Postcards from a travelling archaeologist: Crichton Church
To celebrate the Year of History, Heritage and Archaeology, we asked our archaeologist ‘Travelling’ Matt to send us postcards from his fieldwork around the country.
Over the year, Matt has promised to send us a postcard from some of the amazing places he finds himself in, describing the archaeology and talking to the Forestry Rangers who care for it.
Last time Matt was exploring the WWII archaeology of Lossie Forest in Moray – and a new postcard has just arrived!
As you know, I often find myself in some quite unusual places doing some unusual things, but this day was pretty special! I was in Crichton Church, helping to record the sound of a replica Iron Age carnyx as part of the Dun Deardail project.
The carnyx is an amazing Celtic horn – only a very few examples have ever been found, although the Romans wrote about them and they were depicted in Celtic art (on the fantastic Gundestrup cauldron for example).
Musicians John Kenny and Gavin Sutherland were exploring ‘The Sorrow of Derdriu’, an ancient Irish Celtic myth, using the astonishing sounds of the carnyx.
Myths such as ‘The Sorrow of Derdriu’ help us to connect with Iron Age society and understand sites like Dun Deardail. I can’t wait to hear how the musicians get on!
Archaeology is the objective (or scientific) study of our material culture and its subjective interpretation. Reconstructed buildings, replica objects, creative artwork and the preforming arts can all help us to reimagine the past.
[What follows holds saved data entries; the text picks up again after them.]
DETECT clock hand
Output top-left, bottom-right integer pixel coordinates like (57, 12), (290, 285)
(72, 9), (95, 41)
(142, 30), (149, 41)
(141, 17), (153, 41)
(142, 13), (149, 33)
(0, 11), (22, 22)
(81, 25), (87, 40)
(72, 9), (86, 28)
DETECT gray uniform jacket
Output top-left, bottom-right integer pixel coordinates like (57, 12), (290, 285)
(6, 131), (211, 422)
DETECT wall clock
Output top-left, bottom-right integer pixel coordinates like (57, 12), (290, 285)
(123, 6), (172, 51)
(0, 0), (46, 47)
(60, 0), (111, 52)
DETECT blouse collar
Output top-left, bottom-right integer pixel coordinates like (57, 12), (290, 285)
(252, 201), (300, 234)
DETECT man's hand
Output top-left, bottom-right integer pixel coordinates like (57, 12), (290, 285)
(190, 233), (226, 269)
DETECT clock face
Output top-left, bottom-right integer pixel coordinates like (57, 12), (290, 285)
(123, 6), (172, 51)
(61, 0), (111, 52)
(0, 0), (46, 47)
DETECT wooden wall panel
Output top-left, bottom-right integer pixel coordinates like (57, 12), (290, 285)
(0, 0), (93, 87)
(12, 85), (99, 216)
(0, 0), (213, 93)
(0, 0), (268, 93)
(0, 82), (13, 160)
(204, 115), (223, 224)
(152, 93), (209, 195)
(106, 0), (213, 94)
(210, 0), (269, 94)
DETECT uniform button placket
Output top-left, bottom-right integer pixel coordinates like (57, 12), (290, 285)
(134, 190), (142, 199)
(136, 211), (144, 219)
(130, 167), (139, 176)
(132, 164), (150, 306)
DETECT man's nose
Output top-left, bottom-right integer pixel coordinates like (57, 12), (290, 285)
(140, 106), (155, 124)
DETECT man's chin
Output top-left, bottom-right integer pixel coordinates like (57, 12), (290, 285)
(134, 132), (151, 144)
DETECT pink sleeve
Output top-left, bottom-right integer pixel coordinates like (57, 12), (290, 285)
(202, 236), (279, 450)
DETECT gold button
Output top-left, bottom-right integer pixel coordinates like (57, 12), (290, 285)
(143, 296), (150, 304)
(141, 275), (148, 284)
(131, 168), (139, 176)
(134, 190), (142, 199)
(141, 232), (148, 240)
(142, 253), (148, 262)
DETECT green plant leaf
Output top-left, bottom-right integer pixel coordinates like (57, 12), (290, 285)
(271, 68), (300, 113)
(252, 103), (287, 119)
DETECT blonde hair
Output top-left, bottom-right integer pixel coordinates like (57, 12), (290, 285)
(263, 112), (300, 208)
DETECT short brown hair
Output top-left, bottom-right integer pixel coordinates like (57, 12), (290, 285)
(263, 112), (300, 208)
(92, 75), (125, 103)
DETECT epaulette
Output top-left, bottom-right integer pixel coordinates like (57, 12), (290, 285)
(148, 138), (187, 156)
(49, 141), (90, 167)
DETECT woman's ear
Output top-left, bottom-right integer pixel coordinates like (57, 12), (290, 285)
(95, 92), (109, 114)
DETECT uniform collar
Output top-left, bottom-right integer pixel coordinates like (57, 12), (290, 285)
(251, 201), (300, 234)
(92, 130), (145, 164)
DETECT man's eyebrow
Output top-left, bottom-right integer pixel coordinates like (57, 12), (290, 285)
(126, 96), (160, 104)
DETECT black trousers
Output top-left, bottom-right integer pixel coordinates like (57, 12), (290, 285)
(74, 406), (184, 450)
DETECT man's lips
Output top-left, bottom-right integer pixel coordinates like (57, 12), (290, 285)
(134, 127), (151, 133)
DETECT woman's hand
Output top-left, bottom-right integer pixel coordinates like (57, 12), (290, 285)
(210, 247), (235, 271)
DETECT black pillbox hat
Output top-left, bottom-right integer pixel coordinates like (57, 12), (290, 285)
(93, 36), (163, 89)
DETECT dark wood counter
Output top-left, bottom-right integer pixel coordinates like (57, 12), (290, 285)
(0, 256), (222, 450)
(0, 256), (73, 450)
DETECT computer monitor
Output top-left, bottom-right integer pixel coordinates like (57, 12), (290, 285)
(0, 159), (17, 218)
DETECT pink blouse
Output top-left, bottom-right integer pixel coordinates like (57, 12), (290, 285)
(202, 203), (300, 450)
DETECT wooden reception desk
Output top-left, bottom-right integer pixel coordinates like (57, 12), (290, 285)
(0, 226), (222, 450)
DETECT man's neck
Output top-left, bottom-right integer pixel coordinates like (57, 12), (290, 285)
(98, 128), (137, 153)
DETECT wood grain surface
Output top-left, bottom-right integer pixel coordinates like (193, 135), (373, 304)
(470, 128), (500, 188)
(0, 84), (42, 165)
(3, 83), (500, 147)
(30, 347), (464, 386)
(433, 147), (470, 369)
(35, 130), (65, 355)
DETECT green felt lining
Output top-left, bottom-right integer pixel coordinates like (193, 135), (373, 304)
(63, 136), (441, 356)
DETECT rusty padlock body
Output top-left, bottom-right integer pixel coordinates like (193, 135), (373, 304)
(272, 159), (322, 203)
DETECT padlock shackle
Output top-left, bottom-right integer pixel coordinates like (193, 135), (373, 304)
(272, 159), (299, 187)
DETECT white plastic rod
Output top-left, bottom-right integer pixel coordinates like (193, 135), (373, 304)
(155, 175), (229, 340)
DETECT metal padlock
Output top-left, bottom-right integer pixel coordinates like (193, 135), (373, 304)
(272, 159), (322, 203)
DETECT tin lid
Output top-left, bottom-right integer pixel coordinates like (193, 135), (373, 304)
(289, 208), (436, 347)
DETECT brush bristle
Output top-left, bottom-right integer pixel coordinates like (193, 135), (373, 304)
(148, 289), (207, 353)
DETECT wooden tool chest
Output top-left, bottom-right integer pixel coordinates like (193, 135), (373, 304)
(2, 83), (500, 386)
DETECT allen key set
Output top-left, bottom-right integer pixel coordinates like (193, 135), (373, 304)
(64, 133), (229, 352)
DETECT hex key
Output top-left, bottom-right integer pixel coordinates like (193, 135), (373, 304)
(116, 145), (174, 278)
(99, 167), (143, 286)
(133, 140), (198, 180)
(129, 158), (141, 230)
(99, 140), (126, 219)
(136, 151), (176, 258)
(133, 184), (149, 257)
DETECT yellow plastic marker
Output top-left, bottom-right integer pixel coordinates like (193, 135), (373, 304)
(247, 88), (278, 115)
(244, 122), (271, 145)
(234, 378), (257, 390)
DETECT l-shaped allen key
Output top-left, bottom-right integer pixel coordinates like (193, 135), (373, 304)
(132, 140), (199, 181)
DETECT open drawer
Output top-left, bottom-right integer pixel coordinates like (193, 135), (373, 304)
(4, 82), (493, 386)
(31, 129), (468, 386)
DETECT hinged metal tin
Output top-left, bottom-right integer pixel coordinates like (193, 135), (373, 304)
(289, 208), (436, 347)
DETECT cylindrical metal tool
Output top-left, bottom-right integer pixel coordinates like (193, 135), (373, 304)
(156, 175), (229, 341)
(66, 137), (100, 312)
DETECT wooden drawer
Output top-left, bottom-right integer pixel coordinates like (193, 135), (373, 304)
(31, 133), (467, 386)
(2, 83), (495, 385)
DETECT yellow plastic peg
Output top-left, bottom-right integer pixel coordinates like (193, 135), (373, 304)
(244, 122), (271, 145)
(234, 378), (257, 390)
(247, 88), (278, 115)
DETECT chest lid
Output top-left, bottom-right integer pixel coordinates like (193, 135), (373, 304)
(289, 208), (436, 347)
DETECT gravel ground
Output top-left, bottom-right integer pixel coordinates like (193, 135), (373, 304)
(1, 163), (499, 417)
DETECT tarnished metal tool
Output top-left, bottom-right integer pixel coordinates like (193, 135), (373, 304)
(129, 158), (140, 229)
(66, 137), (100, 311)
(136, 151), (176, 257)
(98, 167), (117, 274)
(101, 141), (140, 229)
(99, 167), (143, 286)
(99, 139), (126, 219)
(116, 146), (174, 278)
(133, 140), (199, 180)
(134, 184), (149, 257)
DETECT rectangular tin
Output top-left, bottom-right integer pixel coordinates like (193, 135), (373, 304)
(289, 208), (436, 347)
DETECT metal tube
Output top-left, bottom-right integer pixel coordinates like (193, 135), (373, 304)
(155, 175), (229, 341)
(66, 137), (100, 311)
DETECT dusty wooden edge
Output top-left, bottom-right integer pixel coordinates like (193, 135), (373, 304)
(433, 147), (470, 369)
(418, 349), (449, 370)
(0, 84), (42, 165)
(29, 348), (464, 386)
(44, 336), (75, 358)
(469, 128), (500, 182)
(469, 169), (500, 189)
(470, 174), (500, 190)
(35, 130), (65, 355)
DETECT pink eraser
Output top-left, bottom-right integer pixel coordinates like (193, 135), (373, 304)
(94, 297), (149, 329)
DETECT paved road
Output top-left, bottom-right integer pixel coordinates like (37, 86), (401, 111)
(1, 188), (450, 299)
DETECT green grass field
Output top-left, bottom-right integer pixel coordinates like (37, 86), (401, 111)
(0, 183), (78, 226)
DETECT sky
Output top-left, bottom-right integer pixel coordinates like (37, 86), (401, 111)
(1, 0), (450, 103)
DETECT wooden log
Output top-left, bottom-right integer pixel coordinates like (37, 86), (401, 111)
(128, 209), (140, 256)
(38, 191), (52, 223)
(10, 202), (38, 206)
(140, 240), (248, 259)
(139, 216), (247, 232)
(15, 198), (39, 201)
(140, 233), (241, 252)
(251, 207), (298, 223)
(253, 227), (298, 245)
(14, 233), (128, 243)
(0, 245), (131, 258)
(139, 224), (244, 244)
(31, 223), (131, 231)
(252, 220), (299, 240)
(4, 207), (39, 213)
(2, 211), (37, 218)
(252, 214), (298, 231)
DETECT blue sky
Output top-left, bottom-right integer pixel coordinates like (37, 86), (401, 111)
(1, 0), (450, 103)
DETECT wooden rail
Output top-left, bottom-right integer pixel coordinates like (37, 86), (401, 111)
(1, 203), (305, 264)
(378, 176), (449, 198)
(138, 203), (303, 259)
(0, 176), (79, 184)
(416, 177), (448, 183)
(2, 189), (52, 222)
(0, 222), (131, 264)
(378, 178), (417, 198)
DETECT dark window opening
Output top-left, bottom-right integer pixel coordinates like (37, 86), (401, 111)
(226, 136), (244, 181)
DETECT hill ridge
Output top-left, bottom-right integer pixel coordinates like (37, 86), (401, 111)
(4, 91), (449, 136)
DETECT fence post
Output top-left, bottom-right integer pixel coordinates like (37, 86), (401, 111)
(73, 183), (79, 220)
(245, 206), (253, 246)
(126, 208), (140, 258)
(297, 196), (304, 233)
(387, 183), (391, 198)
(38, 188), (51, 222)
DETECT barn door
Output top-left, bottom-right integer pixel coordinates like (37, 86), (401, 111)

Although no complete carnyx has ever been found, fragments from across Europe have allowed archaeologists to piece together what the instrument would have looked like.
Bringing the carnyx back to life thanks to modern reconstructions allows us to see and hear what those living in the past would have experienced. John Kenny co-founded an organisation, Carnyx & Co., in 1997 who help provide a link between musical archaeology and contemporary performances and recordings.
You might have spotted a carnyx in some of your favourite historical films – one can be seen near the start of both Gladiator (2000) and Pixar’s Brave (2012).